Media outlets from the Financial Times to the Daily Telegraph and Reuters all reported that Spain’s economy has just posted its best figures for seven years, with various reports suggesting that Spain is now performing better than at any point since 2007…
Data published at the end of January revealed that the final quarter of 2014 saw Spanish GDP grow by 0.7 per cent, continuing the trend that has seen the country’s economy grow for the past six straight quarters.
Overall, 2014 saw the Spanish economy grow by 1.4 per cent – a performance that outstripped experts’ predictions and lends further credence to the Spanish Prime Minister’s claims that the economy will grow by more than two per cent this year.
Should Spain achieve such growth then it would become the fastest-growing major economy in the eurozone in 2015, with only the UK economy set to outperform it. “The increasingly broad-based recovery suggests Spain is well positioned to take advantage of supportive factors in early 2015, namely lower energy costs, a weaker euro, and a cut in personal and corporate taxes,” Raj Badiani, analyst at IHS told the Financial Times.
The country’s economic recovery was initially kickstarted around 18 months ago when lower wages attracted foreign investment in industry and the automotive sector, which in turn helped drive Spain’s export market. Today, however, recovery is stemming from a number of sources, say analysts at investment bank Morgan Stanley.
“Consumer spending and business investment are contributing to the recovery a great deal,” the bank’s analysts wrote in a recent report. “This is a development for the better, because for about a year the recovery has been solely reliant on one engine: exports. Now there are two engines: exports plus domestic demand.”

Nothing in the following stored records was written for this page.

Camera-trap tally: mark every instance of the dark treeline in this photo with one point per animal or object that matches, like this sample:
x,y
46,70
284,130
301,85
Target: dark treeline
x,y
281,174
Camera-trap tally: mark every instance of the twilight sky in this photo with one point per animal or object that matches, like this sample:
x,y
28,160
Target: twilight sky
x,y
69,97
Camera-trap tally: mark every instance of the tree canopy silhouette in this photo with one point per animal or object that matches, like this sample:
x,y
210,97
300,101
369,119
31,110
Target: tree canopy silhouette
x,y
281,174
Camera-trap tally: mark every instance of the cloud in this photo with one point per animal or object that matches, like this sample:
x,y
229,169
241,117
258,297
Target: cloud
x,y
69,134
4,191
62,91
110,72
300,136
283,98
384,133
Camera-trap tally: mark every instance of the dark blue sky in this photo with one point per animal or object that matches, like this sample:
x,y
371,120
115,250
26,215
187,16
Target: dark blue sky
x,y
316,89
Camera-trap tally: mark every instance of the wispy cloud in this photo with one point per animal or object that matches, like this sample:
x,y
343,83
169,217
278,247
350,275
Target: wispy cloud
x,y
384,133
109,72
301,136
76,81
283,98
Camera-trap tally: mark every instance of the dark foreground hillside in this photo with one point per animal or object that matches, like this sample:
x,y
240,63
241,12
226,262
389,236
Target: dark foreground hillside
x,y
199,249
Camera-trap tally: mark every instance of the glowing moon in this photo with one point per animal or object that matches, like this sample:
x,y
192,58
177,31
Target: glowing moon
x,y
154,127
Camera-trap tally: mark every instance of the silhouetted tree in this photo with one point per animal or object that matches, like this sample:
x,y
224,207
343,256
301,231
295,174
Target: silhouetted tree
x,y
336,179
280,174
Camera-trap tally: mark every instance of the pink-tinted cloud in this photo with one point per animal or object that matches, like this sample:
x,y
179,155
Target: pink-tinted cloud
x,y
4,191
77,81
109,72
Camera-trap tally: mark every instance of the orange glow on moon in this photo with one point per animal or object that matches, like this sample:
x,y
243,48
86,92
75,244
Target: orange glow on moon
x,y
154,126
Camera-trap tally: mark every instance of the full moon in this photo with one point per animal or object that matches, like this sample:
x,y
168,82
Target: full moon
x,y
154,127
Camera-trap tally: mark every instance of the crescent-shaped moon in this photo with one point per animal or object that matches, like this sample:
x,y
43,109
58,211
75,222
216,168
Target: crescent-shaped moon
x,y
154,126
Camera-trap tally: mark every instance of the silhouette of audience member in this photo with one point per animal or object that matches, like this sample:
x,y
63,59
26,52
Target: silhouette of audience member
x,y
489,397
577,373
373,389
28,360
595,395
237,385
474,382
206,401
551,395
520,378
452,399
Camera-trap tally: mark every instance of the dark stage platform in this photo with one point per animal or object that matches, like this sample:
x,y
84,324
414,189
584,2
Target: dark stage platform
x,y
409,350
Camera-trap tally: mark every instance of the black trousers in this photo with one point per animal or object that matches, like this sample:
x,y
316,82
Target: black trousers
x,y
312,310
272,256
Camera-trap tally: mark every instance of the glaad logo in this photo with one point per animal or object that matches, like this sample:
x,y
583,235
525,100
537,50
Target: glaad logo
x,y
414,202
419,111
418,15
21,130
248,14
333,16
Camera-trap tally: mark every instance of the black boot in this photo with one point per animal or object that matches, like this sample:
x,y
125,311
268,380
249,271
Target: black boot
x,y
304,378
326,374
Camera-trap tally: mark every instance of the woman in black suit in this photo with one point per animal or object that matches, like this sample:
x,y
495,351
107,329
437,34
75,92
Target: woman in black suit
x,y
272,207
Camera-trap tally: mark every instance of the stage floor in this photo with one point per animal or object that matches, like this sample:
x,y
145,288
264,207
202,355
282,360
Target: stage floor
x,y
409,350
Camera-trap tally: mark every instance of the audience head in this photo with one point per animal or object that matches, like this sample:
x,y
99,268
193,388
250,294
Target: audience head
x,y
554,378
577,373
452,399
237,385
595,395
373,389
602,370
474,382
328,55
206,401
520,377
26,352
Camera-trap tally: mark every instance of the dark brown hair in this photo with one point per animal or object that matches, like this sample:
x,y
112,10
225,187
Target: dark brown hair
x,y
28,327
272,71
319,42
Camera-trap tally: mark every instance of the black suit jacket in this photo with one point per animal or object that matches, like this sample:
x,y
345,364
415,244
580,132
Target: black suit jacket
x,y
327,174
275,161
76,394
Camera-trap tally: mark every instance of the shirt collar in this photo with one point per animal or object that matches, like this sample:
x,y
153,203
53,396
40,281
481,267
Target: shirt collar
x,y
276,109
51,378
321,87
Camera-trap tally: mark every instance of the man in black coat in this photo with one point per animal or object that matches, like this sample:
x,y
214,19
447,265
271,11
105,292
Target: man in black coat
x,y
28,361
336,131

The current government has earned hard-won praise for engineering this economic turnaround, having introduced a raft of tough and often painful reforms over the past three years designed to cut spending, lower overheads and inject confidence into the economy.
These measures of austerity are hardly vote winners, which is why some economists are concerned about the upcoming general election, which is set to pit the incumbent – Mariano Rajoy – against the anti-austerity party Podemos, which opposes the budget cuts imposed on the country.
However, chief European economist at Nomura International, Jacques Cailloux, has remarked that Spain is moving in the right direction, despite “playing catch-up” with many of Europe’s other leading economies.